An Analytical Review of "Serverless Computing: Current Trends and Open Problems"

The paper "Serverless Computing: Current Trends and Open Problems," authored by prominent researchers from IBM Research and Bentley University, explores the evolving paradigm of serverless computing within the domain of cloud application deployment. Serverless computing, also known as Function-as-a-Service (FaaS), represents a significant shift in cloud programming models, characterized by the ability to abstract operational concerns and scale on demand.

Overview

The paper provides a comprehensive survey of existing serverless platforms from both industry and open-source projects, notes key characteristics and use cases, and discusses technical challenges and unresolved problems. It highlights the dual perspective of serverless computing from both Infrastructure-as-a-Service (IaaS) consumers and cloud providers. For developers, serverless offers a simplified programming model that minimizes operational issues and optimizes resource costs. For providers, it offers an efficient paradigm to control and optimize resource management, potentially increasing the use of auxiliary services within their ecosystem.

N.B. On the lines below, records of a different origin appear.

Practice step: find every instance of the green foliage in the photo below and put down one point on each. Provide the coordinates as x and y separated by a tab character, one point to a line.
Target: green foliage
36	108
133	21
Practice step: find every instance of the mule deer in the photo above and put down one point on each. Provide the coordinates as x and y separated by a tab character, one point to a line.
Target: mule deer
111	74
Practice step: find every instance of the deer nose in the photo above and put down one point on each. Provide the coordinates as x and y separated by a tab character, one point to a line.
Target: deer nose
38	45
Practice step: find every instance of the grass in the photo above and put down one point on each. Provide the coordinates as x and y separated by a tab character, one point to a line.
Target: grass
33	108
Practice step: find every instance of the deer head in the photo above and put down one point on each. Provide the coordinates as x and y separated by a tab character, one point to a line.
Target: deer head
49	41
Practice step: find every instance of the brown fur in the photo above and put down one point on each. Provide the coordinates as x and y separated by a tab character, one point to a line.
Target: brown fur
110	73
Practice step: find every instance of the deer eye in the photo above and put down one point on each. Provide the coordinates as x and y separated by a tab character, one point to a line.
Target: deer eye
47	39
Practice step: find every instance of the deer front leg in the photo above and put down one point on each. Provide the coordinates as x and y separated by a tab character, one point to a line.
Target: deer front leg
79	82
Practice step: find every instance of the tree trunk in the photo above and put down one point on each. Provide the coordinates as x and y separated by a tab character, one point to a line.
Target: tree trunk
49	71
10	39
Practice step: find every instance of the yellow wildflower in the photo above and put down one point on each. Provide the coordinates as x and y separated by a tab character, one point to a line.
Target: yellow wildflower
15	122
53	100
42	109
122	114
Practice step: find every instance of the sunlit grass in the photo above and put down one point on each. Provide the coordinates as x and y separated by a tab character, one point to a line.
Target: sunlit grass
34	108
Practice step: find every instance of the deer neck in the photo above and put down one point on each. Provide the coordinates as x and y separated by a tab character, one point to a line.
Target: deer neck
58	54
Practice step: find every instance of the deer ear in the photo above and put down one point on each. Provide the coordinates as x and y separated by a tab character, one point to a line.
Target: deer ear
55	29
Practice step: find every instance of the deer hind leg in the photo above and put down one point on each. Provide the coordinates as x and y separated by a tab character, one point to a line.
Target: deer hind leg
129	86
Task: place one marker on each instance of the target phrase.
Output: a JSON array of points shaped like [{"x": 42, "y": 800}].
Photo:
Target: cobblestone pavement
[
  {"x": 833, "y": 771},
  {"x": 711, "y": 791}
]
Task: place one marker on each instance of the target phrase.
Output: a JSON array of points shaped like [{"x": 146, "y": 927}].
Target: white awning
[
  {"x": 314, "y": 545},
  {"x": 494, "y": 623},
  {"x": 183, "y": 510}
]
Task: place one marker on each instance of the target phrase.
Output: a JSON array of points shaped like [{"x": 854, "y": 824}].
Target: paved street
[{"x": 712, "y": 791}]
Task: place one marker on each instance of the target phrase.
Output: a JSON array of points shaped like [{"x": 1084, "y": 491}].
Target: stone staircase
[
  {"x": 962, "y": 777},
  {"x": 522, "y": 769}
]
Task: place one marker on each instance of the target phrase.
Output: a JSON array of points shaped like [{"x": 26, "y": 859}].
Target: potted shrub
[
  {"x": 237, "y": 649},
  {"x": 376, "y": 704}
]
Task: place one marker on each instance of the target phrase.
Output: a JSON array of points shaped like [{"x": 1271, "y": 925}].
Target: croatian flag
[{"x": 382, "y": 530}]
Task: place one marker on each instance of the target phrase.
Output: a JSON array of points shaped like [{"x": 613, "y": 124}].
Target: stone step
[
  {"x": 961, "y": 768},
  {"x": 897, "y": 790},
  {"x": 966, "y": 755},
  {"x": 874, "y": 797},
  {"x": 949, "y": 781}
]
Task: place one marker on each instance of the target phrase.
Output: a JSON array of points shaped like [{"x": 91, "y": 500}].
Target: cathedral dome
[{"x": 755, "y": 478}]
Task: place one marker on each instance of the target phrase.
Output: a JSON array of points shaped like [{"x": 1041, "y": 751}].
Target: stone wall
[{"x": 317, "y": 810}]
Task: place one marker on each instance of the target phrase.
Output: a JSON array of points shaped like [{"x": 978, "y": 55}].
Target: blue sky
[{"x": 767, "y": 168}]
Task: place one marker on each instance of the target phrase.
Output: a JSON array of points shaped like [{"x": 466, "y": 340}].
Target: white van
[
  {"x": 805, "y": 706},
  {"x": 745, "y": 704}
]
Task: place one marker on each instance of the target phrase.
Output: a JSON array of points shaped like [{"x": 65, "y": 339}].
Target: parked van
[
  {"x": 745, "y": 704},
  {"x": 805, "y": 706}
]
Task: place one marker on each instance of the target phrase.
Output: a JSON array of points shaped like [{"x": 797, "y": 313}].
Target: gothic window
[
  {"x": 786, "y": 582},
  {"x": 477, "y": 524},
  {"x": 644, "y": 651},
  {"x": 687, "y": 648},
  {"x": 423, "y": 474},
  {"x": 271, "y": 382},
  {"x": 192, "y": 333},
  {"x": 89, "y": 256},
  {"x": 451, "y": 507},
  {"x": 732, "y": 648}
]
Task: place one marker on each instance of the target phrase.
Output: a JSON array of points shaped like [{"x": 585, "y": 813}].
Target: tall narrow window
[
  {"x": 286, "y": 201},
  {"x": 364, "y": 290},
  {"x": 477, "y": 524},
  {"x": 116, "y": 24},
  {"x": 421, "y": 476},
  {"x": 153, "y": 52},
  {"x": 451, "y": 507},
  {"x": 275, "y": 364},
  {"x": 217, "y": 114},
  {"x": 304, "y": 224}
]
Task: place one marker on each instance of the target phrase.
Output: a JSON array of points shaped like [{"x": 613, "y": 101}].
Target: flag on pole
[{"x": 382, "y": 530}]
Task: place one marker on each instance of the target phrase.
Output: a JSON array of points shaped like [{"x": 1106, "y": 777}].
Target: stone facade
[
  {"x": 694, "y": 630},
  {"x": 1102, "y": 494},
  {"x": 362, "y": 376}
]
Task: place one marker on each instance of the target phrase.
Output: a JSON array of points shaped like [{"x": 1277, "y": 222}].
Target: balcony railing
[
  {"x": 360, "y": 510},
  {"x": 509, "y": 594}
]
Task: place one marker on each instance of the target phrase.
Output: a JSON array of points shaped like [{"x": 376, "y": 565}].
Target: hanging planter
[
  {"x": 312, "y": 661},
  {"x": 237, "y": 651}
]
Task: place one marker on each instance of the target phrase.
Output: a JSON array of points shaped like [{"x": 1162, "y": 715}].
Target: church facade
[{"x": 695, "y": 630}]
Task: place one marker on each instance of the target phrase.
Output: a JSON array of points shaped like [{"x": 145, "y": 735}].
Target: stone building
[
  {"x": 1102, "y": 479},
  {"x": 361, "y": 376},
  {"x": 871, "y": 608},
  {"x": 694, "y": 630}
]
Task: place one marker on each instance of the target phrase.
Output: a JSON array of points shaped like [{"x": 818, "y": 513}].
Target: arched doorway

Key Characteristics and Platforms

Serverless is defined by its ability to simplify deployment by executing code in response to events without the need for developers to manage server resources. This is contrasted with Platform-as-a-Service (PaaS), where developers are restricted to certain packaged applications. Major cloud providers such as Amazon, IBM, Microsoft, and Google have launched serverless platforms, demonstrating industry confidence in this model. Open-source projects like OpenLambda are also contributing to the development of reference architectures for serverless platforms.

Benefits and Challenges

The main advantages of serverless computing include cost-effectiveness, simplicity in writing scalable microservices, and elimination of server management overhead. However, there are notable drawbacks and challenges. From a consumer's perspective, the FaaS model can be constraining; for providers, issues such as lifecycle management, scalability, and fault tolerance remain significant hurdles. Security, particularly function isolation in a multi-tenant environment, is also a critical challenge.

Implications and Research Directions

The paper emphasizes that serverless computing is still in its infancy, with limited academic research to date. It identifies existing challenges such as optimizing cold start times, managing hybrid cloud environments, and enabling effective serverless function composition. There is also a call for improved tooling, monitoring, and debugging resources that are specifically designed for the unique aspects of serverless applications.

Open problems presented in the paper include addressing the boundaries of serverless applications, developing effective state management solutions, and creating patterns for building serverless solutions. The authors advocate for further research into whether legacy applications can be adapted to serverless models and how serverless might extend traditional cloud computing boundaries, such as into IoT or blockchain environments.

Conclusion

The paper concludes by recognizing serverless computing as an evolutionary step towards higher abstraction levels in cloud application development. This evolution fosters new opportunities for innovation in both practical and theoretical aspects. The document calls for heightened academic interest in serverless computing to develop sophisticated solutions to the challenges outlined, which have substantial implications for future cloud computing practices.